The men on the wall were silent now, the air still heavy with dark clouds of smoke. He could feel them staring at him, he could sense their uncertainty, their mix of emotions at the proposition laid out.
The topper replied.
“It is a deal. Send one person out to us, to be the donor. We will use them for all the harvests. If you do that willingly, without resistance, we will leave.”
“And not come back?”
A pause.
“Agreed,” said the topper without emotion.
Callum deflated visibly, and shouted immediately in reply: “Okay, I’m coming out…”
“No!” protested Mark. “Why you!?”
“Because I made the deal. You’re in charge now, son,” and through the megaphone, for all to hear, he continued, “You hear that, men? Mark runs the show now, he knows the code for the plane comms for airdrops, and he knows everything I know. Listen to him. You’ll all be all right now… I can promise that, at last.”
Callum hugged his son for as long as he dared, without further provoking the junkers. He felt the strong energy of love between them and he felt profoundly sorry. It was a shame it had been his only idea, he could not think of another way out of the predicament. It was his last play.
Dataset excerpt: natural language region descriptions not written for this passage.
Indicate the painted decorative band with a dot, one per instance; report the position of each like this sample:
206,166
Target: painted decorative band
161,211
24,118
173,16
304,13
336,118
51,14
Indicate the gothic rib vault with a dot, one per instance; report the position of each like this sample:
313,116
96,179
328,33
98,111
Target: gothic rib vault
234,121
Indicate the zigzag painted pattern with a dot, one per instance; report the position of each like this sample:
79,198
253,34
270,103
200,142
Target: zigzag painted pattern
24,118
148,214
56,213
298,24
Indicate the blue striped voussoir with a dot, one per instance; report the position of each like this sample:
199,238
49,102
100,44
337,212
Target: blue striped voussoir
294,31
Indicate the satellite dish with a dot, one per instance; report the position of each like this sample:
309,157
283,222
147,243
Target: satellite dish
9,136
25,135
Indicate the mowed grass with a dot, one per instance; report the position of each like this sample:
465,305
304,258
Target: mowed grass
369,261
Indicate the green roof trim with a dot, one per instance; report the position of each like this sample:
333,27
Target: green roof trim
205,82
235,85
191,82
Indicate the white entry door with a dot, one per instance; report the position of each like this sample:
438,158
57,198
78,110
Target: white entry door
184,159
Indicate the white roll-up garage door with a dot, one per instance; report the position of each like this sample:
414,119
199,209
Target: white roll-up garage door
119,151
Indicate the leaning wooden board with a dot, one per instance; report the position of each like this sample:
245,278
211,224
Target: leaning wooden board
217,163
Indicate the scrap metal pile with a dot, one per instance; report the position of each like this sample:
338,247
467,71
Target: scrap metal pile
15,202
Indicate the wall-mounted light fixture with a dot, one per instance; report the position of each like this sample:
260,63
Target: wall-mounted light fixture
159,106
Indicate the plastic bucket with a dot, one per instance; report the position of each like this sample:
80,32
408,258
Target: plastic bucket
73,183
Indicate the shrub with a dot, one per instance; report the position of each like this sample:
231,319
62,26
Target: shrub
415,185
At least it had worked.
“Keep this place going, keep them safe,” he said, steeling himself as his son began to sob and shake in disbelief. Mark had been prepared to die for his father, he had never seen this ending, a fight to the death against the machines, yes, but not this.
Callum descended the stairwell to the compound’s ground level and walked edgily through the gathering crowd that was emerging from the barriers and the bunker. The people seemed to grow like a blooming flower, mothers and children, injured men, all with despair in their eyes. Their ragged clothes, their dirty faces, they were so familiar, as the commune was a family, one tribe bonded together in hiding. They were in disbelief at his sacrifice. It was unfair, he had protected them for so long. At the same time, the thought that they would be saved from enslavement or murder, gave them a hope they had not expected.
The huge burning gates were opened just enough to let him walk reluctantly into the desert beyond, and he sauntered out with nothing but a canteen of water and his clothes. He could feel the intense heat from the flames up close on the wall but it hardly mattered to him. The topper was waiting at the crest edge of the dune, along with hundreds of other artificial people.
The human’s leader had given himself up and they were satisfied.
The wind was harsh and Callum guessed it would likely pick up into a full-blown sandstorm as the night progressed. Little did he know, that the junkers had learned to lie too. Humans were the best teachers of strategy.